Lily dreamed of the Woven. They were chasing her through the forest. Their bodies were a jumble of fur and barely stitched-together skin. Raw bones showed through their sores, and their eyes and tongues were rotting in their heads. One of them looked like it was half human, half boar—caught in the middle of a painful transformation. The wereboar had yellowed tusks growing out of a human mouth and called Lily by name as it chased her.

Rowan told her to climb, and Lily tried to dig her fingers into the walls of the stone cabin, but she kept slipping. She broke her fingernails down to the quick as she tried to scrabble up the impossibly high wall.

The Woven pulled her down by her ankles. They didn’t wait to kill her before they started eating her. Somewhere, Rowan was screaming her name, but he was too far away, and she was in too much pain to reach him.




Juliet hurried through the market. She was sure now that the young man with the dark hair and light eyes was following her. He had the muscular, lean frame of a fighter, and the enormous willstone at the base of his throat was crawling with the bright filaments of power. He was definitely a witch’s mechanic—a powerful mechanic to a powerful witch.

She turned down a quiet alley and glanced around the corner anxiously, waiting for him to pass her by, but when she looked again, she couldn’t find him anywhere.

“Juliet,” said a deep voice behind her. A familiar voice, she realized, even as she jumped. Juliet spun around, and her pursuer dropped his face glamour. Juliet relaxed when she saw that it was Rowan. “I need your help,” he said desperately.

He looked awful. His eyes were sunken in shadow, his clothes were rumpled, and he hadn’t shaved or combed his hair.

“What happened?” Juliet breathed.

“They’ve taken Lily.
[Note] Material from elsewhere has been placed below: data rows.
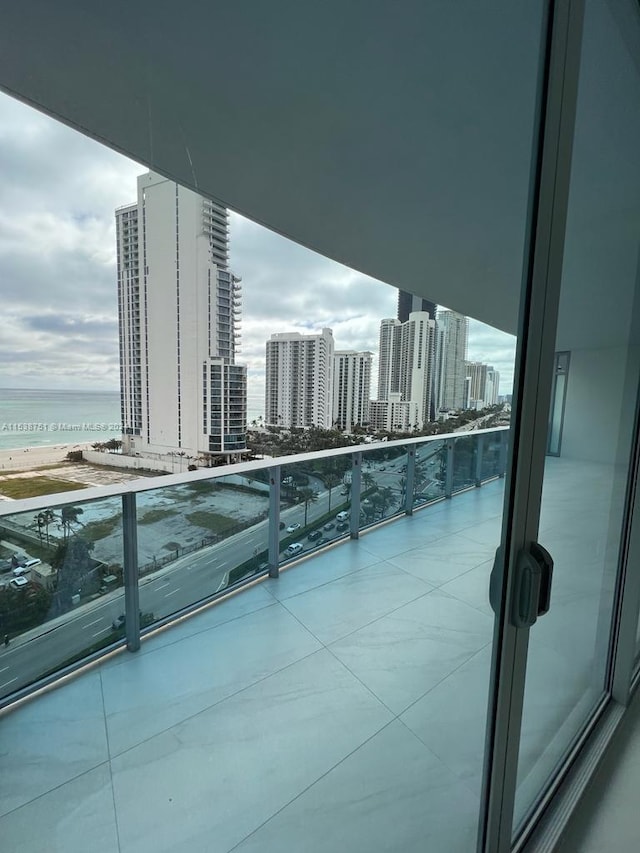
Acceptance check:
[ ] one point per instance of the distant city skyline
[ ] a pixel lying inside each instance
(58, 191)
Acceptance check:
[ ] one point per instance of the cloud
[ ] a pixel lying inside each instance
(58, 193)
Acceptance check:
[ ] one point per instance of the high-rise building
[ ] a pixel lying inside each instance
(451, 355)
(299, 380)
(393, 414)
(408, 304)
(351, 389)
(405, 366)
(484, 382)
(389, 357)
(179, 309)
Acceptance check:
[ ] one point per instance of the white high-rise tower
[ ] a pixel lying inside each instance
(351, 389)
(299, 380)
(179, 306)
(451, 357)
(405, 372)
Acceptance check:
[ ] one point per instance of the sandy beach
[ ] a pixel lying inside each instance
(26, 458)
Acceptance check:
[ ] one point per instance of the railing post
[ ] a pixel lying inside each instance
(131, 588)
(448, 485)
(274, 521)
(410, 480)
(479, 452)
(502, 463)
(356, 487)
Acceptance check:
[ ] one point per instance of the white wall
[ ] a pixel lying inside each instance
(599, 404)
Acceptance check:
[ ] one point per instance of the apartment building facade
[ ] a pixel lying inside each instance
(299, 380)
(179, 310)
(351, 389)
(452, 339)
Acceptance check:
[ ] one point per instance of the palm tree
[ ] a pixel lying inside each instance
(368, 480)
(307, 496)
(331, 480)
(69, 517)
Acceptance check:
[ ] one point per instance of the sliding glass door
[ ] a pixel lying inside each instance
(574, 441)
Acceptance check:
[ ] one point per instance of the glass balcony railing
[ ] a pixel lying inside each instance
(88, 573)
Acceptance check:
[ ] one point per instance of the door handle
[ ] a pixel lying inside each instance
(531, 588)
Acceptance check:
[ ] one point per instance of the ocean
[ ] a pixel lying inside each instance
(35, 418)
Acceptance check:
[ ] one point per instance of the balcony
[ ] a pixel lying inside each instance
(338, 704)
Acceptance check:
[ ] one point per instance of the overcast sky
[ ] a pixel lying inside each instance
(58, 192)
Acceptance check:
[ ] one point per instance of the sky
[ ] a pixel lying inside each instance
(58, 193)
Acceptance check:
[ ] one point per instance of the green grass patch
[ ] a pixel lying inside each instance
(95, 530)
(31, 487)
(154, 515)
(213, 521)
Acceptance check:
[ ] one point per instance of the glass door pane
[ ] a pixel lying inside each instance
(582, 514)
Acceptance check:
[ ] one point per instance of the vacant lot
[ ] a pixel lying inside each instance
(32, 486)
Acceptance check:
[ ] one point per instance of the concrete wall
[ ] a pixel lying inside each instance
(134, 463)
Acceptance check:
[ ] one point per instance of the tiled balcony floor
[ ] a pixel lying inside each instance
(340, 707)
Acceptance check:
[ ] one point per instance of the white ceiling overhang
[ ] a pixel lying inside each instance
(393, 137)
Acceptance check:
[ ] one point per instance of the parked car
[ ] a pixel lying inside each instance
(21, 570)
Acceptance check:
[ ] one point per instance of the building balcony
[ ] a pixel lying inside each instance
(265, 683)
(329, 698)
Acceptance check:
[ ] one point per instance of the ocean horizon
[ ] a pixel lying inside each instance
(42, 417)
Please. I can’t hear her.” He was nearly frantic. “I think they’ve taken her willstones away.”

Juliet’s skin crawled at the thought. “What can I do?”

“She could hear you even without willstones. You’re sisters,” Rowan said. He took Juliet’s hands in his, begging her. “I know your loyalty is still with Lillian…”
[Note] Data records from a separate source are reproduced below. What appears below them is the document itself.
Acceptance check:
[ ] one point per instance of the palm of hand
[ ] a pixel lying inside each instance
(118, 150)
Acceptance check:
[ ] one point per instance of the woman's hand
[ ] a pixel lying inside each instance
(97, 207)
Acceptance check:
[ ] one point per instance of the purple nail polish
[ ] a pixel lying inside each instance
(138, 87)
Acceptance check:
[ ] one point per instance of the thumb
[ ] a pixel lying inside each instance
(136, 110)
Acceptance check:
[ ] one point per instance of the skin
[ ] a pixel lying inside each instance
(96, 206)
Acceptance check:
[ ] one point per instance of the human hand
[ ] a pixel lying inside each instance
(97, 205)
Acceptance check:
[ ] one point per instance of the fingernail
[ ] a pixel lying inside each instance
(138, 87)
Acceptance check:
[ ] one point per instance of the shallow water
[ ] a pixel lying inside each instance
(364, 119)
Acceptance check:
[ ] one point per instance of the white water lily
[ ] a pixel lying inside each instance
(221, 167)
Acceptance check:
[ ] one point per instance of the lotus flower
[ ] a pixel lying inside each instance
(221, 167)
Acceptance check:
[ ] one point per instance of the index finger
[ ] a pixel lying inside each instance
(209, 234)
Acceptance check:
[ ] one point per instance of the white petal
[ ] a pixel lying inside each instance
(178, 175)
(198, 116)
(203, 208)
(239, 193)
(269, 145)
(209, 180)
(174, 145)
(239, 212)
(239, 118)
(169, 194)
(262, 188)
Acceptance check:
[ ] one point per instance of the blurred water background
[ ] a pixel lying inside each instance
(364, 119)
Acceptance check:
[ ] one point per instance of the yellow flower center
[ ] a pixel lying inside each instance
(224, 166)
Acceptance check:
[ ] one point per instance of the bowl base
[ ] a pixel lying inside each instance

“I’ll help,” Juliet said, cutting him off. It hurt her to even think of it, but she didn’t know who she was loyal to anymore. “What do you need me to do?”
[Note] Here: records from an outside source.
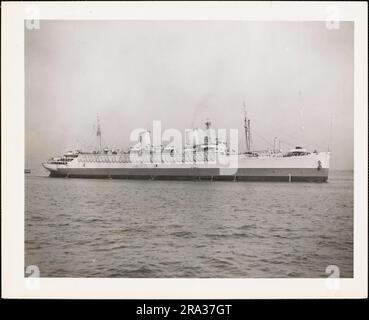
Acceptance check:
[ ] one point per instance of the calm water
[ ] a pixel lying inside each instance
(131, 228)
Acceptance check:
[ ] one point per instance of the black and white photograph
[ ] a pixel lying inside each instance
(189, 148)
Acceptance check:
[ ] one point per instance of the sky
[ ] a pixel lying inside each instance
(296, 79)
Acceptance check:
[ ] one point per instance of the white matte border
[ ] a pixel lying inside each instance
(15, 285)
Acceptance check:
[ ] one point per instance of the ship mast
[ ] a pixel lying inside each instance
(247, 130)
(98, 134)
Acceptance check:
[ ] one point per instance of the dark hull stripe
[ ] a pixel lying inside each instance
(292, 174)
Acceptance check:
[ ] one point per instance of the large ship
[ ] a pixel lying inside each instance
(203, 158)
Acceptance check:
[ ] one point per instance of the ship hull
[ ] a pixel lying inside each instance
(241, 174)
(312, 167)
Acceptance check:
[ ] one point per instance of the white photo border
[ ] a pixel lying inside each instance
(15, 285)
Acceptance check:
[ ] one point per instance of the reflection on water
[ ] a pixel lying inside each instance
(132, 228)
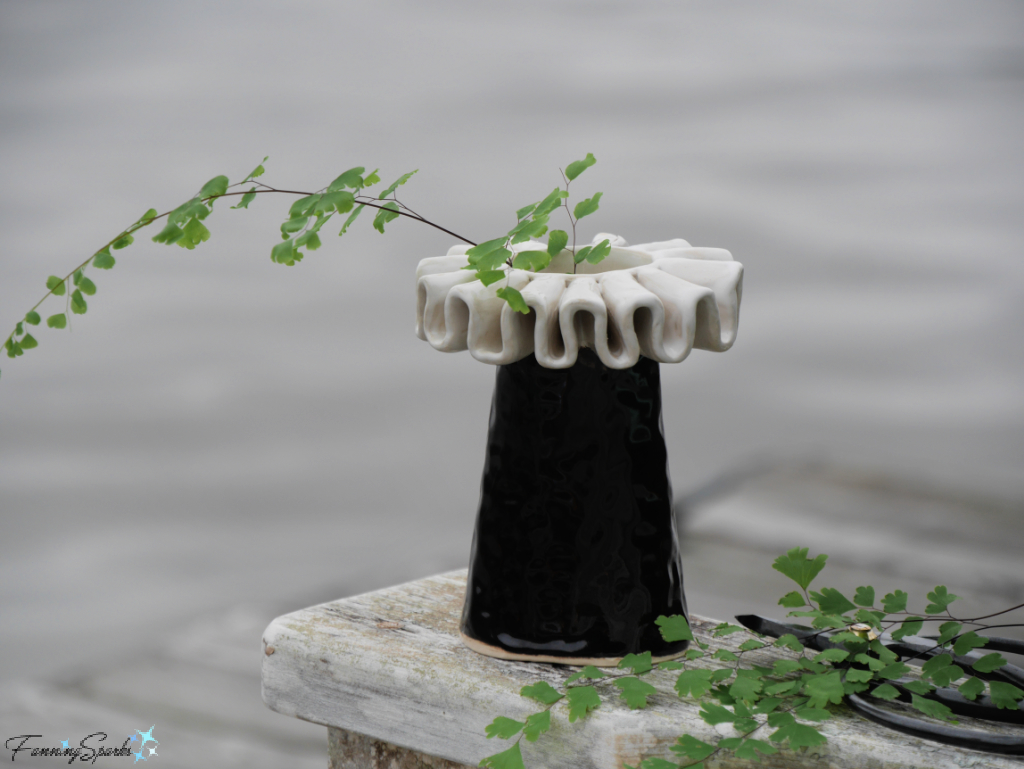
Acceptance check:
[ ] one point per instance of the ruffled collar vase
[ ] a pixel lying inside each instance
(576, 552)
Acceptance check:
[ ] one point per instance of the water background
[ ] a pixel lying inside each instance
(220, 430)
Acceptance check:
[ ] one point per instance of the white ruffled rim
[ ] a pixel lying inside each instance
(656, 299)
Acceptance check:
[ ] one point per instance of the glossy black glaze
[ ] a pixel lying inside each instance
(574, 553)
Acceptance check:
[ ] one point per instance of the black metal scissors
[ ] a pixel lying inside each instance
(922, 647)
Rowan’s eyes closed briefly with relief. “Thank you, Juliet,” he whispered. “Come with me.”

Juliet followed Rowan, knowing full well that every step she took with him brought her farther away from Lillian.




Lily? Where are you?

Lily heard Juliet’s voice in her head, waking her. She opened her eyes. It was so dark she may as well have kept them closed. Her head pounded and she felt dizzy. She tried to reach out to Rowan, Tristan, and Caleb but all she felt was an intense, stabbing pain when she tried to mindspeak with them. A seasick feeling gripped her, as if she were pitching around in the bottom of a ship. The pain had lessened somewhat, but it was still all she could do to keep from throwing up.

“Are you awake, girl?” a man’s voice asked.

“Where are you taking me?” Lily rasped. Her stomach heaved but nothing came out. She was completely empty inside.

“We’re not going anywhere, girl. Nowheres at all, at least not on this earth,” the man said. His voice rumbled with a mix of sympathy and amusement. “It’s the vertigo of being separated from your willstones that makes you feel like you’re being tossed about on the ocean.”

Lily put her hand under her and felt straw, and under that, rough stone. “Well, since there’s never been a boat made out of rocks, I’ll believe you,” she said, even though she could feel herself rising and falling on giant swells.

“Careful, girl. Logical thought like that could get you hanged,” the old man said, chuckling.

Lily sat up and tried to steady herself with her hands. If she could just fix her eyes on something, it might help. “Is there any light?”